#!/usr/bin/env python
# coding: utf-8

# # Matching Model
# To find the expected effect of the intervention on the population, we match each treated individual with one or more untreated individuals which are "almost the same" as him or her.

# In[1]:


from causallib.estimation import IPW, Matching
import matplotlib.pyplot as plt
import seaborn as sb
import pandas as pd
import numpy as np
from causallib.evaluation.weight_evaluator import calculate_covariate_balance
from sklearn.linear_model import LogisticRegression
from causallib.preprocessing.transformers import PropensityTransformer, MatchingTransformer
from causallib.evaluation import PropensityEvaluator
from causallib.datasets import load_nhefs
get_ipython().run_line_magic('matplotlib', 'inline')


# #### Data:
# The effect of quitting to smoke on weight loss.  
# Data example is taken from [Hernan and Robins Causal Inference Book](https://www.hsph.harvard.edu/miguel-hernan/causal-inference-book/)

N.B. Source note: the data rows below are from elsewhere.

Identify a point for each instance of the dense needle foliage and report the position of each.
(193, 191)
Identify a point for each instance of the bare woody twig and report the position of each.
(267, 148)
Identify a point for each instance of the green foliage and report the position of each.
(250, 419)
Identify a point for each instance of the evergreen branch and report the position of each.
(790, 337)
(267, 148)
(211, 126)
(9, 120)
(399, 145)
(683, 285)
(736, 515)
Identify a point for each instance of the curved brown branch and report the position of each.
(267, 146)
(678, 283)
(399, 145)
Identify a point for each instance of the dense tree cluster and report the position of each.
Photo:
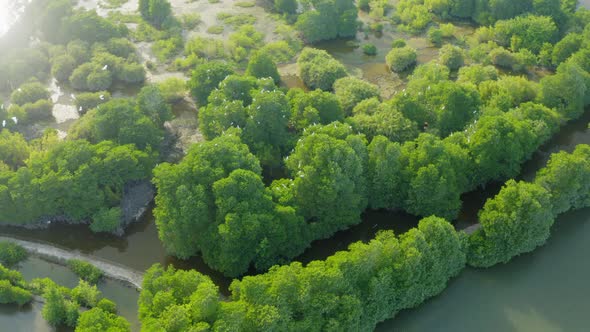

# When we are looking for nearby data points to match against, the one hot encoding may not be the best choice. Augmented features are also not needed and may introduce bias (eg,  if we inlude `age^2`, we will call one pair of subjects more distant in the age variable than another pair if the base age is older, even though the difference is the same ). So we do not augment the continuous variables, and instead of one hot encoding the categorical variables, we binarize them to "high/low" values.

# In[2]:


def binarize(df, column_name):
    df = df.copy()
    m = df[column_name].median()
    def balance(i): return np.abs(0.5 - (df[column_name] < i).sum()/len(df))
    mstar = min([m-1, m, m+1], key=balance)
    df = df.assign(**{column_name: (df[column_name] < mstar).astype(int)})
    df = df.rename(columns={column_name: column_name + f"<{mstar}"})
    return df


def get_matching_data():
    data = load_nhefs(onehot=False, augment=False)
    data.X = binarize(data.X, "education")
    data.X = binarize(data.X, "exercise")
    data.X = binarize(data.X, "active")
    return data


binarized_data = get_matching_data()
X, a, y = binarized_data.X, binarized_data.a, binarized_data.y


# In[3]:


binarized_data.X.join(binarized_data.a).join(binarized_data.y).head()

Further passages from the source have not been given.